Not that she was fooled for a moment. Nor was I.
It was a familiar excuse when Munro was off seeing to some other matter that he chose not to discuss. That other matter being Brodie, a fellow Scot, who was also his very good friend.
After supper, my great-aunt provided her driver, Mr. Hastings.
“Do be careful of Bitsy,” she said in parting. “The creature can be quite a nuisance.”
I’d already had experience with that. The thought did occur that I might take Rupert with me when next I met with Kitty Ambersley. He did have a particular preference for small furry creatures. Although that might be somewhat off-putting for Kitty Ambersley.
BRODIE
He slipped a coin across the table to the man who sat across from him, a man with knowledge of the streets who had been a source more than once in his time with the MET.
Sir Bartholemew was the name he went by, an affectation that spoke of his scorn for members of the ton, which included a habit of relieving them of their purses. A master pickpocket who had his portion of encounters with members of the constabulary, including Brodie.
Petty thievery, until he decided to ‘up his game,’ as it was called, and had relieved several well-heeled nobs in their coaches, which earned him the reputation as the ‘thief of St. James’s,’ years earlier, when Brodie first made inspector.

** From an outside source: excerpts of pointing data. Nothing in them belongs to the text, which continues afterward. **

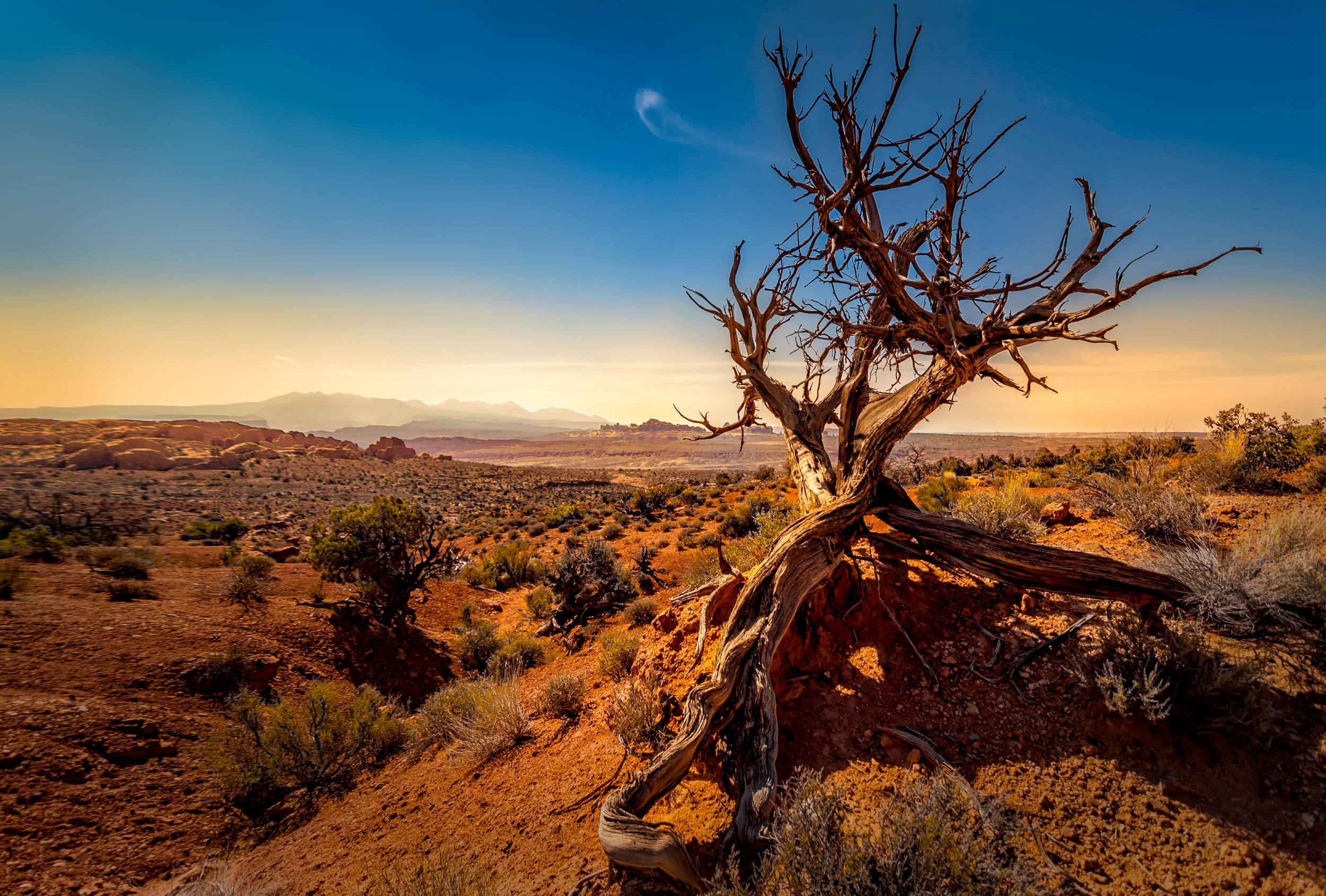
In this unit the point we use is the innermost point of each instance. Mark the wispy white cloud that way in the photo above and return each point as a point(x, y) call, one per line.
point(667, 125)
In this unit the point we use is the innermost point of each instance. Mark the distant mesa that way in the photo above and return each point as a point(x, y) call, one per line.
point(324, 414)
point(174, 444)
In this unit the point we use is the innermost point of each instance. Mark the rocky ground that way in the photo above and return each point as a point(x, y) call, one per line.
point(101, 788)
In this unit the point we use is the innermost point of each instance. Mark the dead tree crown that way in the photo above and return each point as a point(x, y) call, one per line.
point(870, 304)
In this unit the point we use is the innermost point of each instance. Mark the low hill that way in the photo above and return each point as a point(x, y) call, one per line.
point(320, 411)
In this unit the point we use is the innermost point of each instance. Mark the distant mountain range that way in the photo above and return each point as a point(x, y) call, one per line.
point(325, 414)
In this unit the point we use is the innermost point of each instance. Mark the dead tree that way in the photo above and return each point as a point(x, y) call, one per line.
point(892, 320)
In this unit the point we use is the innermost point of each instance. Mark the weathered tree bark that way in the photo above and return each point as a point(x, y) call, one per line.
point(889, 303)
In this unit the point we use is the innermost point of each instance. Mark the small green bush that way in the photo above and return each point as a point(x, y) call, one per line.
point(564, 696)
point(516, 653)
point(223, 674)
point(255, 565)
point(635, 716)
point(1009, 511)
point(505, 566)
point(641, 613)
point(126, 592)
point(617, 654)
point(563, 515)
point(317, 743)
point(14, 579)
point(35, 544)
point(592, 574)
point(478, 643)
point(540, 603)
point(121, 563)
point(1147, 500)
point(227, 531)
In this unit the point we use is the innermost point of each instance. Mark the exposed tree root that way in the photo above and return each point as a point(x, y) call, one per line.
point(739, 703)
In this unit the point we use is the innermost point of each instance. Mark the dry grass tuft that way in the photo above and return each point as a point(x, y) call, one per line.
point(1174, 672)
point(564, 696)
point(481, 719)
point(1275, 576)
point(441, 874)
point(617, 654)
point(935, 837)
point(635, 715)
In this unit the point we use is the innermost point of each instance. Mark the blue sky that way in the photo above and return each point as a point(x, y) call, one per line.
point(431, 200)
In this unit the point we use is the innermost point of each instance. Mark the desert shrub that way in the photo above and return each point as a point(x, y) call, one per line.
point(478, 643)
point(1009, 511)
point(744, 519)
point(939, 494)
point(702, 568)
point(438, 874)
point(246, 587)
point(14, 579)
point(1272, 446)
point(516, 653)
point(255, 565)
point(640, 613)
point(227, 531)
point(1170, 671)
point(1219, 465)
point(617, 654)
point(36, 544)
point(649, 503)
point(223, 674)
point(540, 603)
point(121, 563)
point(479, 719)
point(934, 837)
point(389, 550)
point(563, 515)
point(1316, 479)
point(592, 574)
point(1147, 500)
point(564, 696)
point(319, 743)
point(505, 566)
point(222, 879)
point(635, 715)
point(1272, 576)
point(126, 592)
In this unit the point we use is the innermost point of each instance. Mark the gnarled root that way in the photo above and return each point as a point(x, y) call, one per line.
point(739, 699)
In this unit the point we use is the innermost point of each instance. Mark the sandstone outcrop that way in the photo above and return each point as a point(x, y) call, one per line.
point(390, 449)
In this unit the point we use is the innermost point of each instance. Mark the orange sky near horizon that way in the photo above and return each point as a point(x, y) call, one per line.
point(1181, 359)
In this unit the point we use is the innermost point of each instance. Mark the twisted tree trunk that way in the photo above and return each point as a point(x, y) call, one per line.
point(739, 701)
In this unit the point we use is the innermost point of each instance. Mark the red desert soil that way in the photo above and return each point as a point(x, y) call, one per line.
point(100, 741)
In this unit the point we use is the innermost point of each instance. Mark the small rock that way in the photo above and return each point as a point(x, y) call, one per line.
point(666, 621)
point(1054, 512)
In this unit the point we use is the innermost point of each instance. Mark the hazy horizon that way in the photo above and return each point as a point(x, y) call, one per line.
point(210, 203)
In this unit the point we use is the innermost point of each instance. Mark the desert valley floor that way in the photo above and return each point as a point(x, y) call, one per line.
point(102, 788)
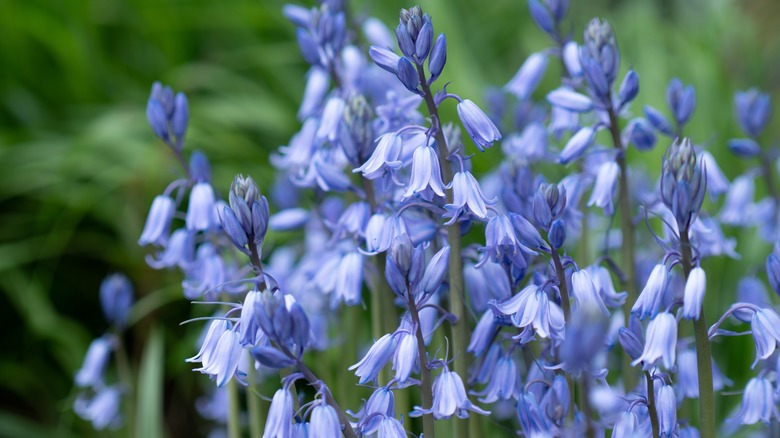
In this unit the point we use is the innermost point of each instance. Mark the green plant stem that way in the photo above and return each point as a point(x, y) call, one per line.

Brodie had set a trap, once he figured out the man’s usual scheme of waiting outside the residence of one of London’s wealthier clients while posing as one of their own with the MET.
A stop, as a courtesy, to warn the passenger of trouble in the area, and the man or woman was relieved of their coin and valuables. An enterprising scheme, until it wasn’t.
Once his scheme was discovered it was simply a matter of setting up a situation of a ‘wealthy passenger,’ leaving a St. James townhouse, and springing the trap.
Sir Bart, as he was known among his fellow thieves, had been more than surprised to find Brodie in the coach he stopped.
He had roared with laughter at the scheme that had put an end, at least temporarily, to his endeavors.
“It would take a thief to catch a thief!” he had exclaimed at the time, having met Brodie in a previous encounter before he joined the Met.
“I consider it a compliment, sir.”
Sir Bart had served a sentence of three years and was then released, having claimed that he’d had a visitation from God and changed his ways.
A new scheme for the schemer.
The next time Brodie encountered him was in a matter of a theft from Mikaela’s great-aunt, Lady Antonia Montgomery, after he had left the MET and worked for her in private inquiries.
“The old girl won’t miss a few bottles of whisky,” Sir Bart had pled the excuse when caught. “And you owe me for my time in Newgate.”
“A fate of yer own makin’,” Brodie had replied, then levelled a revolver at Sir Bart.
“Lady Montgomery is a client. I’ll not have ye stealin’ from her. But the choice is yers.”
There had been some additional conversation after that, but in the end Sir Bart had decided that a bullet was perhaps not in his best interest.
As for wot Brodie owed him, he was not above keepin’ a man in his back pocket, as the sayin’ went.
It was always a good policy, particularly in the inquiry business, to have certain people he could rely on for information in exchange for an occasional favor, as in putting the word out to Sir Bart, with his new business enterprise, that certain people were looking for him.
Sir Bart scooped up the gold sovereign.
“Business must be good. And then there is that nice piece I heard ye got yerself married to.”
Brodie ignored that, for the moment. He took out another coin and laid it in front of himself at the table.
“Wot do ye hear about the murder of Constable Martin?”
“A friend of yours, as I recall,” Sir Bart commented with his usual affectation in keeping with that borrowed name.